第4話 今日から僕は女の子

 それからの僕と言ったら虚無の一言だった。何もする気が起きず、惰性で生きていた。世間のニュースどころか学校の対応も神崎先生のことも僕の耳には入ってこなかった。生徒が引きこもりになったのだから学校から連絡が合っただろうに母さんたちは学校のことについて僕に話してくることはなかったのだ。


 母さんたちはどちらも無理して学校に通わなくてもいいというスタンスだったのだけれど、反応は対照的だった。


 瑠璃母さんは、あたしも中学の時引きこもりだったんだぜなんて自身の引きこもり体験を話してくれてあっけらかんと笑い飛ばしてくれた。

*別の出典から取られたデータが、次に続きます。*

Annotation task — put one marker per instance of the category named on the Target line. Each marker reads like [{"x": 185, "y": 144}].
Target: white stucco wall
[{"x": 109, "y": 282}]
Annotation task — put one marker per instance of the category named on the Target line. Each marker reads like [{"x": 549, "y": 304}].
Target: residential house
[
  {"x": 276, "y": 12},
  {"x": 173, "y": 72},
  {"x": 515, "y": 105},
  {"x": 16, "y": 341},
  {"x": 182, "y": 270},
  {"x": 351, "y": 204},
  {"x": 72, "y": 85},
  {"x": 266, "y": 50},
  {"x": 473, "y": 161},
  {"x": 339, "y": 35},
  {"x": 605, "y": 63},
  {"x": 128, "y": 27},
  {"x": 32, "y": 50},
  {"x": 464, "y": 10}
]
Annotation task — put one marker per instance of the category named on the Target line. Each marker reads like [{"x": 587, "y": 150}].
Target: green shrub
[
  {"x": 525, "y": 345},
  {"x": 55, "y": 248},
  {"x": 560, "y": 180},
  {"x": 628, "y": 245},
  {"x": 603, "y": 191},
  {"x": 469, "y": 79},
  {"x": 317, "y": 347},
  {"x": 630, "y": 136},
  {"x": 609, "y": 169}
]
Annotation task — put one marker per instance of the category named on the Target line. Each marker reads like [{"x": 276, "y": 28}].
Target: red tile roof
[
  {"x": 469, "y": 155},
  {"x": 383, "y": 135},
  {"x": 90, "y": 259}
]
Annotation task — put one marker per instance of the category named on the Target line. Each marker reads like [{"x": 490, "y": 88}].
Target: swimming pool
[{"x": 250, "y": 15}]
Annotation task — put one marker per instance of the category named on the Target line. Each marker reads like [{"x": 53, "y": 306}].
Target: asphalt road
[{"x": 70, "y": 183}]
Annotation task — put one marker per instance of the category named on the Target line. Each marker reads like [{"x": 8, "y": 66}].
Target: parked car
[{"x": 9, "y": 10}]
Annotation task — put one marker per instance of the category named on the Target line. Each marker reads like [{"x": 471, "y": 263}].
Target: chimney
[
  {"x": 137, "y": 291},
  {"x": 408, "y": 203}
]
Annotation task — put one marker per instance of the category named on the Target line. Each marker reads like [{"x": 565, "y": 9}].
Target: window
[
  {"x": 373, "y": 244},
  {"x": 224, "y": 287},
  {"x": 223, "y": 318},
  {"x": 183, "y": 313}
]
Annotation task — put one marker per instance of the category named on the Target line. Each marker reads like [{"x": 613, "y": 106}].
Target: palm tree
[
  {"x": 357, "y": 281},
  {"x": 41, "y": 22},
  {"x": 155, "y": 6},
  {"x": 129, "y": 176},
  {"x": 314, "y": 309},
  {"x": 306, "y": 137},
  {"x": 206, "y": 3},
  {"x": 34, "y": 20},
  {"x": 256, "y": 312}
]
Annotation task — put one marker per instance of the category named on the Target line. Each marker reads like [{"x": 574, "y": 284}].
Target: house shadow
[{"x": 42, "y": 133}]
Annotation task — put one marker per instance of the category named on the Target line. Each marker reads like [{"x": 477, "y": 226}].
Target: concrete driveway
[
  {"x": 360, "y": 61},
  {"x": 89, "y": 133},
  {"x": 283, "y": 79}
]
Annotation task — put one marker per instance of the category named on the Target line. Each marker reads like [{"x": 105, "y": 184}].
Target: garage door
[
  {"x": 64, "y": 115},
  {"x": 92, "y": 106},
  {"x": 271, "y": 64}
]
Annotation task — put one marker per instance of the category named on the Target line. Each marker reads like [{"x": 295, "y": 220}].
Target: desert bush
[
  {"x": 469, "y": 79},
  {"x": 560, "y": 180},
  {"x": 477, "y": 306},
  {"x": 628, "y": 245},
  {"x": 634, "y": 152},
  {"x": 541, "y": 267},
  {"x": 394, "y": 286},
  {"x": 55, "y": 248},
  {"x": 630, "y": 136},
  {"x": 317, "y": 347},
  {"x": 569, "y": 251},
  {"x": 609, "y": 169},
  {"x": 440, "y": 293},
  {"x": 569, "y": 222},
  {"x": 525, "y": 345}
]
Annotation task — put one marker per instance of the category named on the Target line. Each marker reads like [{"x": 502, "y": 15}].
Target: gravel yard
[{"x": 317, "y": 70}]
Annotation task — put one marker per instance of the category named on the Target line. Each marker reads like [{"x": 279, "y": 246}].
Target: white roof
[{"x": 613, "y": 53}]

 詩歌しいか母さんは、学校に通わなくてもいいが条件があると言って、二つ条件を提示してきた。その条件は玄関先でもいいから毎日一度外に出て陽の光を浴びることと家事を行う事だった。僕はその条件を了承し期せず僕の生活力は上昇した。


 そんな日々を過ごしていると渚がメイクを学びたいと言ってきた。渚ももう六年生だ。中学に上がる前にメイクを出来るようになっておきたいのだろう。問題はその後に発した二言目だった。


「澪ってさ綺麗な顔してるよね。メイクの実験台になってよ」


 いやいや自分にメイクするのと他人にメイクするのは全くの別物だろとか、男の俺より母さんたちに付き合ってもらった方がいいだろとか色々言いたいことが頭をよぎったが過去の経験から僕は口をつぐみただ了承の返事をするにとどめた。


 それから何度か、渚のメイクの実験台にされたり、渚と一緒にメイク動画を見て実践したりした。それが日常と化してきたときふと鏡に映る自分が全くの別人であることに気づいた。まるで普通の”人”のような……。

 

 そう、人類が男の減少に対して、女性同士での生殖を開発したように、単純明快かつ効果的な解決策、男であることが原因でこの現状があるのならば男でなくなってしまえばいい、つまり女になればいい。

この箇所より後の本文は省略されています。